By Eric T. Baker

Men of War from 1C Company for the PC is a real-time strategy game set during World War II. Its three campaigns—Russian, German, and Allied—are set in Europe and North Africa. The Russian campaign is set in Rostov during November 1941 and asks the player to halt the German advance. The German campaign is set between 1941 and 1943 and models the landing on Crete and the war in Libya. The Allied campaign is set in the same time period and models the battles in Algeria and Tunisa.

What sets MoW apart from so many other WWII RTS games is how hard it is. The player never has the advantage in any scenario; his forces are always outnumbered. In addition, there is not the simple “rock, paper, scissors” of unit types. Victory in MoW comes from exploiting cover and line of sight rather than from matching the right units against the opponents. This is more realistic than many RTS games, but it is a demand that is hindered by the poor path- finding of the various units.

Another advantage of MoW over other RTS games is that the terrain is completely destructible. Trees, buildings, sand bags, and on and on. All of it can be blown up or run over or knocked down. Which is part of the problem with the path-finding. Tanks prefer to go through obstacles instead of around them, which can negatively impact an entire battle if that obstacle was going to be another unit’s cover. All in all, MoW is not for the faint of heart. Like real war, it demands constant attention to all the details.

Company of Heroes: Tales of Valor for the PC from THQ is a “stand-alone expansion” of the base Company of Heroes game. In practice this means that players who have the original CoH game will be seeing the old game engine and its units used in new ways. Players who don’t have the game will be able to play these single-player and multiplayer campaigns straight out of the box. There are three of each type of campaign, although the single player ones are shorter than “campaign” implies and the multiplayer ones each have only one map.

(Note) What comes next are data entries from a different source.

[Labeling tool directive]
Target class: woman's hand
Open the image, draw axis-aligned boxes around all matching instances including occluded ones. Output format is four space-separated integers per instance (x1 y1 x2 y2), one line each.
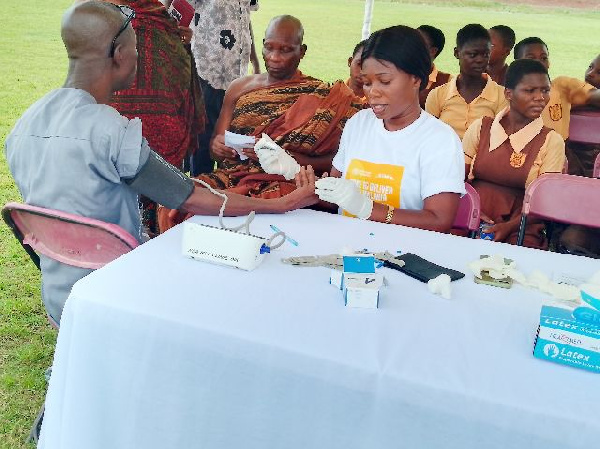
479 212 494 224
179 27 192 45
282 165 319 210
485 221 519 242
210 134 238 161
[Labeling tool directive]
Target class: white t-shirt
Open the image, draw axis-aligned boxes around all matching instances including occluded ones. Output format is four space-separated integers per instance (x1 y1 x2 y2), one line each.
333 109 465 210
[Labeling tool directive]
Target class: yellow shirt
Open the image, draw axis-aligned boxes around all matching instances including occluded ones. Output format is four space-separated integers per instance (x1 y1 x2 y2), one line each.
542 76 594 140
463 108 565 187
425 74 508 139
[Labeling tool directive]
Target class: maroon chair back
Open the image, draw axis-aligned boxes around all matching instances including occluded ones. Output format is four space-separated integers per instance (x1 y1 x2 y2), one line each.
517 173 600 245
452 183 481 238
2 203 139 269
569 108 600 144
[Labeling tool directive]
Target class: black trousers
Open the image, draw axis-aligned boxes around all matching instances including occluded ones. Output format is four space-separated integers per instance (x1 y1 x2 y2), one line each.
190 78 225 176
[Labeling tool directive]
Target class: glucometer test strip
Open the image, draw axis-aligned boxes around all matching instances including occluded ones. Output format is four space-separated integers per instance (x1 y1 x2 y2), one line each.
270 225 299 246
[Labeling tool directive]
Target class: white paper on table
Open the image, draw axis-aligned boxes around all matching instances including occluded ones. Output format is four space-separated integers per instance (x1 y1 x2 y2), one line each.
225 131 254 161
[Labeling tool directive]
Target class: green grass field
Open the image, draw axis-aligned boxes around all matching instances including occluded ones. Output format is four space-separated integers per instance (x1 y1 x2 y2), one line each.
0 0 600 448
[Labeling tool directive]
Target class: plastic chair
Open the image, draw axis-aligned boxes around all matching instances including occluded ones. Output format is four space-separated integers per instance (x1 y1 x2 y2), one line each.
2 203 139 328
569 108 600 144
452 183 481 238
517 173 600 246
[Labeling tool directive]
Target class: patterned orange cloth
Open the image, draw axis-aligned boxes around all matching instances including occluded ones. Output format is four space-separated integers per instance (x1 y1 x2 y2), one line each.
198 72 363 198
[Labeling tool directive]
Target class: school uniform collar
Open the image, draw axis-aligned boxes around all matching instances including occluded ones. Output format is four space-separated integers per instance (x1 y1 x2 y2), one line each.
490 107 544 153
446 73 496 101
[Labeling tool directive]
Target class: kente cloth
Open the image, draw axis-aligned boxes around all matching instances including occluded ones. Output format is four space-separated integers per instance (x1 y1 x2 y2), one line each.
471 117 550 249
110 0 204 168
198 72 363 198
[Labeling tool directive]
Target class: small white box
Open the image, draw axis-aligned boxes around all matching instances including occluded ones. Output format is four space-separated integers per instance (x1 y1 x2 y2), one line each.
329 270 344 290
181 221 266 270
343 273 383 309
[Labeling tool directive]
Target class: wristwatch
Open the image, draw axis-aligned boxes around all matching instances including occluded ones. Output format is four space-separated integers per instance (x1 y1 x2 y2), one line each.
385 206 394 224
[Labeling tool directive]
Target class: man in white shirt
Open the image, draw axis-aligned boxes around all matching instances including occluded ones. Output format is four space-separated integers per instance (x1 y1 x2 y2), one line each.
190 0 260 176
6 0 316 322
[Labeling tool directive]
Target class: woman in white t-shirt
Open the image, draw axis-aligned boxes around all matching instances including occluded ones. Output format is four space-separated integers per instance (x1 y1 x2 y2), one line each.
316 26 465 232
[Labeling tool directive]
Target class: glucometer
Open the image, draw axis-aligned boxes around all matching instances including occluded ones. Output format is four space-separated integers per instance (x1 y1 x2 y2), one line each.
181 179 285 270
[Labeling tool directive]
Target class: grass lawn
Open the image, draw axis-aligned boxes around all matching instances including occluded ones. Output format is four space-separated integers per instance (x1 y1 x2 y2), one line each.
0 0 600 448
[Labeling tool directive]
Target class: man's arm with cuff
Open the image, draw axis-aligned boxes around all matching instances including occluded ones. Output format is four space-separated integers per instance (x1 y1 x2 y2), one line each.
123 146 317 216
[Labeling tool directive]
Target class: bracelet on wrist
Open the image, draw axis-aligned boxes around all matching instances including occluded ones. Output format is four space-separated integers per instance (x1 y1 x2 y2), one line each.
384 206 394 224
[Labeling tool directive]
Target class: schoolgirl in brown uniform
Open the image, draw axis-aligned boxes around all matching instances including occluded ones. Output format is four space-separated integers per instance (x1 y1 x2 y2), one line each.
463 60 565 248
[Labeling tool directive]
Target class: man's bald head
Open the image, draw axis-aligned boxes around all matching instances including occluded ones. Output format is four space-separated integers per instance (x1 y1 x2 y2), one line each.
61 0 132 59
265 14 304 44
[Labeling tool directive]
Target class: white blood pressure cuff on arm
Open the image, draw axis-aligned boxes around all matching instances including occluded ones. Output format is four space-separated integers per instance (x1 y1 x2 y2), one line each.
123 146 194 209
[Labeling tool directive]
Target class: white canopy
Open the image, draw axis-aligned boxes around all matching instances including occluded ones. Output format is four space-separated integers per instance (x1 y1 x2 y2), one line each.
362 0 375 40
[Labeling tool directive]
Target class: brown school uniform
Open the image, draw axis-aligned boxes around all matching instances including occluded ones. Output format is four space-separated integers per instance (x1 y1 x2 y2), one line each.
488 64 508 86
471 117 551 248
419 64 451 109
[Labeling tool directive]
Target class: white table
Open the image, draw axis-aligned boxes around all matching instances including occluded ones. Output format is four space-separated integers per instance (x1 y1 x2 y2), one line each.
40 211 600 449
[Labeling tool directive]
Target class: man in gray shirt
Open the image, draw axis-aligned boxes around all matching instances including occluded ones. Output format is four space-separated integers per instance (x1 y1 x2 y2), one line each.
6 1 316 322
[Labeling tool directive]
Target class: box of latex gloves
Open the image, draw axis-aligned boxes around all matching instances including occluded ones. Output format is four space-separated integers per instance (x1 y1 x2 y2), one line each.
329 254 383 309
533 306 600 372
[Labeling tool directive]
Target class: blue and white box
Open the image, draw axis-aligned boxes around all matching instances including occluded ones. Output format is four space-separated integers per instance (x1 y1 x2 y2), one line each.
329 254 375 290
533 306 600 372
342 254 375 273
343 273 383 309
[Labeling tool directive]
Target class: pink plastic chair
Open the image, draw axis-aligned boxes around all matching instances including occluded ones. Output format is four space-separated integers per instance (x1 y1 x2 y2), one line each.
517 173 600 246
569 108 600 144
452 183 481 238
2 203 139 327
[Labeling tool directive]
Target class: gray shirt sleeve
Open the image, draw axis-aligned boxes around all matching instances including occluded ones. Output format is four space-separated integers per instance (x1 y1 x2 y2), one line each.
123 139 194 209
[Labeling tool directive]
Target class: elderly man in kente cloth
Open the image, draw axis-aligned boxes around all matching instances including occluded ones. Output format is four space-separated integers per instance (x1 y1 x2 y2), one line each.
199 16 363 197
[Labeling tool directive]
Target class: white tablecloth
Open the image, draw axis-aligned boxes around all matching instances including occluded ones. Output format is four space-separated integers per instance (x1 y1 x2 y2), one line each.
40 211 600 449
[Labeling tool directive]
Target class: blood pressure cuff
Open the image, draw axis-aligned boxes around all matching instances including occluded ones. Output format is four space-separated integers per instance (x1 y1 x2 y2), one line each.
123 148 194 209
384 253 465 282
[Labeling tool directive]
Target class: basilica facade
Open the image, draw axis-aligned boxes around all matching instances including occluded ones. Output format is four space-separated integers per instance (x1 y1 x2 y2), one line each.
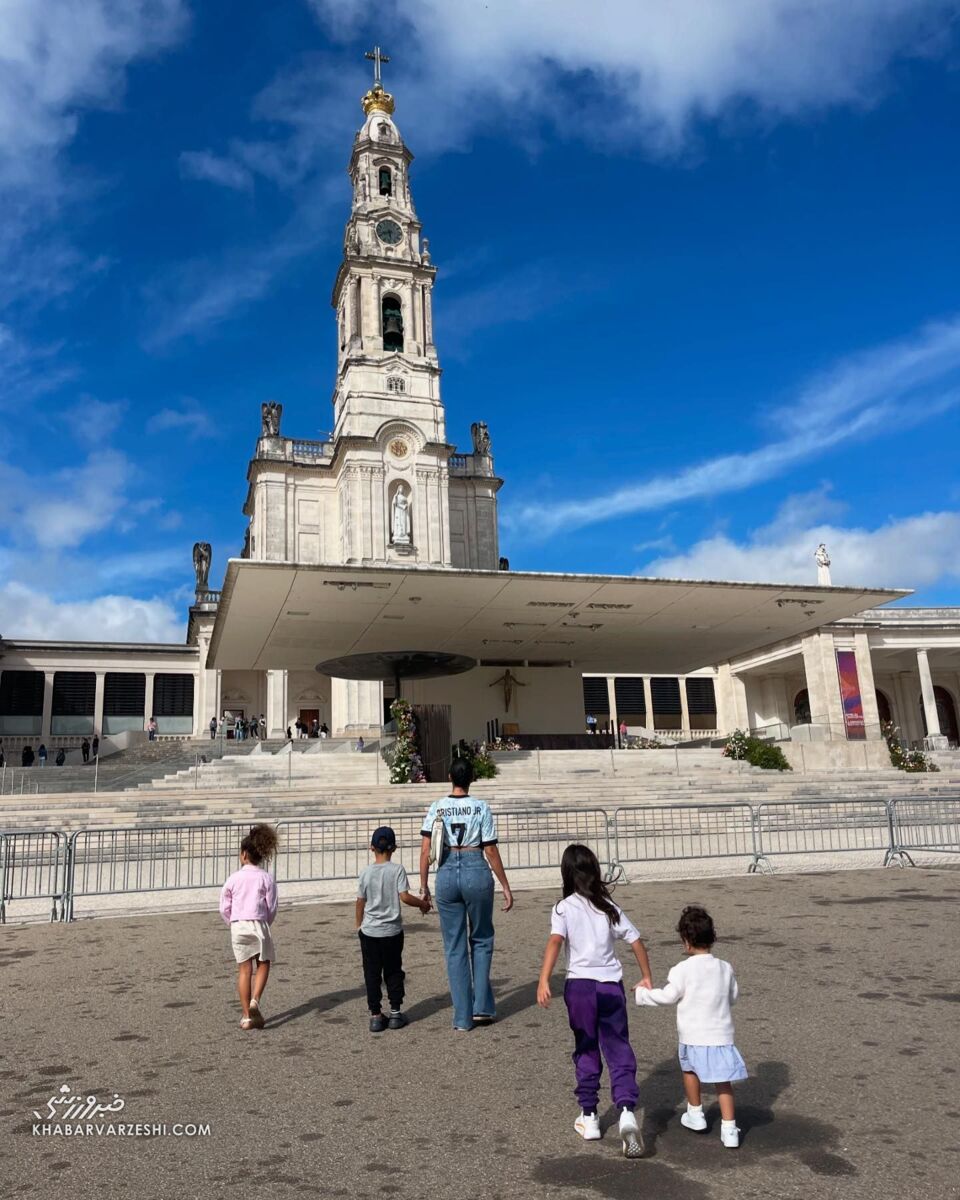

The scale of CoH:ToV is also smaller than that of similar games built on similar game engines. One each of the single- and multiplayer campaigns has the player commanding only a single tank. These campaigns are actually quite fun as being able to focus on commanding and leveling up with new abilities a single unit is a nice break. New for this expansion is the ability to manually aim the tank’s gun, but since the player can’t also manually drive the tank, he will probably end up letting the AI do the shooting as well.

As well as this engine tweek, there are also some new units in the game, but they are added in as replacements for existing units, so the net amount of units doesn’t change. For instance, the German Schwimmwagen replaces the German motorcycle units. It’s actually one of the most useful units in the game because it can back up. Overall, players who have never played CoH are better off starting with the original game. Players who own CoH will have to decide if the price is worth the new elements.

For players who find themselves taking World War II in general, and the Soviet parts of it in particular, too seriously, Mezmer Games has an answer. No need to worry about historical accuracy or if the maps model the right battlefields in their stress-relieving RTS game for the PC, Stalin vs. Martians. Set in the WWII time period, as much as it is set anywhere, this digital download game pits the Soviet forces against the menagerie of the invading Martians.

There is clear homage to Mel Brooks in this game as the promotional campaign spends as much ink on the score and the alleged dancing of Stalin as it does on the game play, but the game does have 12 missions. The RTS is arcade style with power-ups instead of leveling and reinforcements that come fast and furious. It’s not giving anything away to say that the ultimate unit is a giant Stalin himself. Either this sort of thing works for you or it doesn’t, but for those who enjoy a little silly now and then, SvM is as silly as it comes.